Since 2008, the number of Pell Grant recipients at Penn has risen by 60 percent.

The Federal Pell Grant Program provides financial aid that does not need to be repaid to qualifying low-income undergraduates — and 15 percent of Penn’s current freshman class received grants this year.

Director of Financial Aid Joel Carstens said that the significant increase in Pell Grant recipients is because of Penn’s recruiting efforts in low-income communities, which are now more aware of Penn’s all-grant, no-loan policy, launched in 2007.

The Office of Admissions’ partnerships with organizations including Questbridge and Say Yes to Education — nonprofits dedicated to giving low-income students access to higher education — have facilitated Penn’s efforts.

“Messages have been delivered intentionally to those groups of students that ‘you can achieve an Ivy League education without debt,’” Carstens said.

The overall amount of aid available through the Pell Grant program has increased in recent years as well, from almost $14 billion in 2007 to $35.8 billion in 2011, which was the latest year with available information.

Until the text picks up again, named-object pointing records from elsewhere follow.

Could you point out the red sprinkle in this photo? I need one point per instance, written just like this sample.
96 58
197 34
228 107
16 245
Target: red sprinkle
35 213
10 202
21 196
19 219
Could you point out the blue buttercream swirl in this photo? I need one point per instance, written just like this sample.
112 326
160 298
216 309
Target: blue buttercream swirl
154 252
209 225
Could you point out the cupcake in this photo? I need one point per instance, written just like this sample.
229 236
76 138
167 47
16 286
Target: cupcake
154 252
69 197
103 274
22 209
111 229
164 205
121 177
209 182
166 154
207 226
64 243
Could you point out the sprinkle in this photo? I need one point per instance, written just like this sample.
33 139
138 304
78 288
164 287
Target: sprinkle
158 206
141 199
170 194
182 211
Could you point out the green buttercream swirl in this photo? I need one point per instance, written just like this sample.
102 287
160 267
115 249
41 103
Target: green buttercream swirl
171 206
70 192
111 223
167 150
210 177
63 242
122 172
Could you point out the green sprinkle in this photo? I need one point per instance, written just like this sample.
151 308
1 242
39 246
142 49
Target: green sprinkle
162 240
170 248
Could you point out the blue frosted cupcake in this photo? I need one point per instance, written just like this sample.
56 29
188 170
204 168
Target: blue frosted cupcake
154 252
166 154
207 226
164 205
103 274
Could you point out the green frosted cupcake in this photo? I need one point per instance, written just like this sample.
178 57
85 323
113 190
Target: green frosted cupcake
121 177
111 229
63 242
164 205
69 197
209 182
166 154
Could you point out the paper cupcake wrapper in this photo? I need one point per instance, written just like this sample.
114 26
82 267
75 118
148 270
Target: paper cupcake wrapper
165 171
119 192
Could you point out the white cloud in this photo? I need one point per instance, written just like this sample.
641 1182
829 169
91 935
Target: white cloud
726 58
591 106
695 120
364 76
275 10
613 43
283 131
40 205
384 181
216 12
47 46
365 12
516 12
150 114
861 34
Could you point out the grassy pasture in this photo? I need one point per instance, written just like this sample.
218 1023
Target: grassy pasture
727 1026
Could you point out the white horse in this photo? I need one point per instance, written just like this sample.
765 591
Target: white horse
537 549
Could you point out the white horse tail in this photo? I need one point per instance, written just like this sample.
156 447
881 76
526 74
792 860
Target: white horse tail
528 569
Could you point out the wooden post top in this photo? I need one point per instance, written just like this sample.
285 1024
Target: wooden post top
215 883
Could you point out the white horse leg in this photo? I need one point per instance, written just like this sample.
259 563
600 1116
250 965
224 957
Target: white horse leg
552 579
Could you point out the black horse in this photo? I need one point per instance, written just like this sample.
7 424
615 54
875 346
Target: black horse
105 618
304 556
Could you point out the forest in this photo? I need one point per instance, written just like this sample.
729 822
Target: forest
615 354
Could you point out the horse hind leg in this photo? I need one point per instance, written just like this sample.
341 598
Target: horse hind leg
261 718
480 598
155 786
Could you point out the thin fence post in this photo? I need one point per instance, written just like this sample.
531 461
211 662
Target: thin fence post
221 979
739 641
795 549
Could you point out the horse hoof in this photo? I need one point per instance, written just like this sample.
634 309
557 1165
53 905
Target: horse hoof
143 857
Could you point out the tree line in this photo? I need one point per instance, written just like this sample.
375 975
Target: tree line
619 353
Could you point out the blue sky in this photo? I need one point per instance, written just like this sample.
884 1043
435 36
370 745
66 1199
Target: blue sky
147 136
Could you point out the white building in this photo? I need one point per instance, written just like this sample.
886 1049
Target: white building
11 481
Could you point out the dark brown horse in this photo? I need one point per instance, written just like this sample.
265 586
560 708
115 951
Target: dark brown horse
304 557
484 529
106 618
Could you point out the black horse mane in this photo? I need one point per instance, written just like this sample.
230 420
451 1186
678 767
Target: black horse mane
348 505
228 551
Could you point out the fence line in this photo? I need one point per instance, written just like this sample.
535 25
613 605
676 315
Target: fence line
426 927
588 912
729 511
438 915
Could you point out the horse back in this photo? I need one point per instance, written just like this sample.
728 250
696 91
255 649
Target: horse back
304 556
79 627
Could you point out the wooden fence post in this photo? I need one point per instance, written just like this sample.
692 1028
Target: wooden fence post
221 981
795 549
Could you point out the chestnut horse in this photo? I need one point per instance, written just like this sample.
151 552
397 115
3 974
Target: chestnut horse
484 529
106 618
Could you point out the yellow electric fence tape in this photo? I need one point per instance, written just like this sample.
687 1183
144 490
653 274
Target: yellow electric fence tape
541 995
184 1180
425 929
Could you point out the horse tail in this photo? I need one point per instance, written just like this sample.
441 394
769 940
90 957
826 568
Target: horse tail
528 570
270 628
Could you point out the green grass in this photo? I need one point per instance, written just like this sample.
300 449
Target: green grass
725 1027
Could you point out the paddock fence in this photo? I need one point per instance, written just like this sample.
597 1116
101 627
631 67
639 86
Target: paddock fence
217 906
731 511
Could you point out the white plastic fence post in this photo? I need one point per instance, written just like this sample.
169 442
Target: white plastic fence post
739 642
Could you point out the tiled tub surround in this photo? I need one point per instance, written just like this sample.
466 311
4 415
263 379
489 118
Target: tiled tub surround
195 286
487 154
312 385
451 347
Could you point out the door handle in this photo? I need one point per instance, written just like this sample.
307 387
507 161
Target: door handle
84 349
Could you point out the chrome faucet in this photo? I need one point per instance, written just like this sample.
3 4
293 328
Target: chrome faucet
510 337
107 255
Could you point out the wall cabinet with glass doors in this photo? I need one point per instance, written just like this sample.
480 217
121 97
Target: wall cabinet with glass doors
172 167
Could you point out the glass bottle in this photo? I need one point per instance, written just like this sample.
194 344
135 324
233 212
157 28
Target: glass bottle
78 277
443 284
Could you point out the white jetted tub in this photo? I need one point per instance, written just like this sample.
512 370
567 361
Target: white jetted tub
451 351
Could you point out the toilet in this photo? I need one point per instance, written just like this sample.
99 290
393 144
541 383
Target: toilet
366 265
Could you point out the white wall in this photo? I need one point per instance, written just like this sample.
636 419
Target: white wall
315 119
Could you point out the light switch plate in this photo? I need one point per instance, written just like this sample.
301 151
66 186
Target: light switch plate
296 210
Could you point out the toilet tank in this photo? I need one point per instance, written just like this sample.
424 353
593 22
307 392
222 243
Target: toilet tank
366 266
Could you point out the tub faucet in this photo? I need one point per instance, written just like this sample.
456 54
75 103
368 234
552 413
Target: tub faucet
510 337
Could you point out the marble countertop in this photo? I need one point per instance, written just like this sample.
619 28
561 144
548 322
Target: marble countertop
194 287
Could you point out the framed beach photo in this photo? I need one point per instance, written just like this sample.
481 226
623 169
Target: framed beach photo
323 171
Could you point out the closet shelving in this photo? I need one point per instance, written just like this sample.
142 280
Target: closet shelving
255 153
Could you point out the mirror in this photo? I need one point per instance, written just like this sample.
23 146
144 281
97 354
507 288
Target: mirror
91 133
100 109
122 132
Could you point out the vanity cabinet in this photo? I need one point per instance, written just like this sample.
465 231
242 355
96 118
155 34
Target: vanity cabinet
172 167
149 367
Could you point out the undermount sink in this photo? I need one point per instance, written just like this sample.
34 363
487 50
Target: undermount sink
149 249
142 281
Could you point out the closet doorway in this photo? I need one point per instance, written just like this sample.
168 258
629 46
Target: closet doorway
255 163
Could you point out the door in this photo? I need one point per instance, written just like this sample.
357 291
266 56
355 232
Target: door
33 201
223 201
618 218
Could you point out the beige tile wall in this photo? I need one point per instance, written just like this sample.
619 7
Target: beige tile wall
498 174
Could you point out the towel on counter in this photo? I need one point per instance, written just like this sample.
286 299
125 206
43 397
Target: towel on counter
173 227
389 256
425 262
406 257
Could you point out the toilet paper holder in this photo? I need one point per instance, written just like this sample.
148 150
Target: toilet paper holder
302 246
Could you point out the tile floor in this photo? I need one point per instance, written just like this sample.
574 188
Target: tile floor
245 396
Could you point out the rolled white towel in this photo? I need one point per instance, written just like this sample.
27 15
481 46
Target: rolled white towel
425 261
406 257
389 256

However, Carstens said that such an increase is to keep up with rising college tuition and has had little impact on the number of Pell Grants received by Penn matriculants.

Penn’s average financial aid package is $44,800, of which Pell Grants constitute about $2,000. Carstens said that in cases when qualified students do not receive the federal grant indicated in the financial aid package, Penn covers the cost with its resources on top of the amount it has promised in the original aid package.

“Our commitment as an institution far exceeds other assistance students might be getting,” he said.

Penn’s commitment to fulfill students’ financial need is reflected in the highest-ever undergraduate financial aid budget of $197 million for the 2015 fiscal year, a 4.5 percent increase from the previous year.

Carstens said that the Making History Campaign helped offset financial aid expenses.

“Penn is really proud of the incremental change we have made in helping to increase the socioeconomic diversity of our undergraduate body,” Carstens said.